Not surprisingly, several studies have found associations between severity of DR and autonomic dysfunction in type 1, and type 2 diabetes,, because they both represent long-term diabetic microvascular complications. In fact, Huang et al. have suggested that DR is the most significant predictive risk factor of CAN in patients with type 2 diabetes, and retinopathy is an independent risk marker for cardiovascular diseases, such as cardiovascular deaths, stroke, major cardiovascular events, and peripheral artery disease. Our data show that total frequency power, VLF, LF, HF, SDNNi, and RMSSD were significantly lower in the PDR group than in the NPDR group, indicating severe autonomic dysfunction. Numerous studies reported similar results, where reductions in total power, VLF, LF,,– HF,,, and LF/HF, have shown to be associated with the severity of DR or presence of diabetes. Although there are some conflicting results, a general attenuation of heart rate variability measures seems to be evident. These findings are in accordance with our results and indicate that an attenuation of the autonomic innervation of the heart was associated with the severity of DR.

Limitations

The major strength of this study is the ability to associate the introduced novel measure to existing validated autonomic measures of heart rate variability indicative of autonomic function. There are, however, several limitations to our study. First, no frontal photograph was taken before the phenylephrine test, allowing for assessments of pre-existing asymmetry. A previous study investigating PFH asymmetry in primary gaze did not show an affinity to one eye over the other. Because phenylephrine was always instilled into the right eye, we assume that the evoked asymmetry is equally increased or decreased and, therefore, theoretically would cancel out. Second, the external validity or generalizability to other phenotypes of diabetes such as type 1 diabetes without severe neuropathy, early diagnosed type 1 diabetes, or even type 2 diabetes remains unclear. This finding needs further clarification. Third, longstanding and pronounced severe neuropathy in this subpopulation advocating for extensive impairment of the sympathetic nerves may be caused by the long average duration of (>32 years) of diabetes, because the disease was present before the guidelines advocating for intensive glycemic control. Consequently, our findings may not reflect future patients.
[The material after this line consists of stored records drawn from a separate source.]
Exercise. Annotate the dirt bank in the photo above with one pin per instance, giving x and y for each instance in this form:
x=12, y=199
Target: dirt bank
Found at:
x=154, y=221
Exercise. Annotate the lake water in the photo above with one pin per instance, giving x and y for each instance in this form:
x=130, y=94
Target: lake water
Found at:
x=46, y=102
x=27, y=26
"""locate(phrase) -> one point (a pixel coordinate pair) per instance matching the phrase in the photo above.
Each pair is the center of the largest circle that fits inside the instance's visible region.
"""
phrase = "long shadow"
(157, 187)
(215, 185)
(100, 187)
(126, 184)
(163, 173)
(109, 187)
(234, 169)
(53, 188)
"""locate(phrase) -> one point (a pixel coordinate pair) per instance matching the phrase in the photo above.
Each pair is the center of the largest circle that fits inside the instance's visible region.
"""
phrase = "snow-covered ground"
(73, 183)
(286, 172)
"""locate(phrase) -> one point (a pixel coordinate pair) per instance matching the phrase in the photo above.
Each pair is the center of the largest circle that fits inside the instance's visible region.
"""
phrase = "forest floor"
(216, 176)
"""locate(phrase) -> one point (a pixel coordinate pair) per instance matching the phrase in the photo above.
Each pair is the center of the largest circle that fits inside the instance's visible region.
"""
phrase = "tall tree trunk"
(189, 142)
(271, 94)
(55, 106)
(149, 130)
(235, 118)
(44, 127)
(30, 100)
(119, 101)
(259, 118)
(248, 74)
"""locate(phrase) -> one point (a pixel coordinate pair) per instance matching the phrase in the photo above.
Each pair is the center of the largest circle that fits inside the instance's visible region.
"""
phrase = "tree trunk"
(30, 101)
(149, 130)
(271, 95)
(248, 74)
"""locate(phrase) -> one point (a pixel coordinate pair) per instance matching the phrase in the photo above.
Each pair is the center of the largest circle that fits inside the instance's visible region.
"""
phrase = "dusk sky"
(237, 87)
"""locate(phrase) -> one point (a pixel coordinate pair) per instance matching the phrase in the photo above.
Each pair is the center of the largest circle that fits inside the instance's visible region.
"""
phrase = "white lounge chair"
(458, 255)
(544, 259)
Fourth, the validation of PFH against sympathetic content in heart rate variability reveals the need to investigate whether a diminished ∆PFH is associated with cardiac autonomic reflex testing used for diagnosing CAN.

Conclusions

The ∆PFH was associated with the severity of DR, disease duration, and validated heart rate variability parameters related to predominantly LF content primarily representing the sympathetic content of the sympathovagal balance in patients with type 1 diabetes and confirmed polyneuropathy. Hence, ∆PFH, a simple ambulatory measure, could potentially be a sensitive clinical indicator of autonomic dysfunction.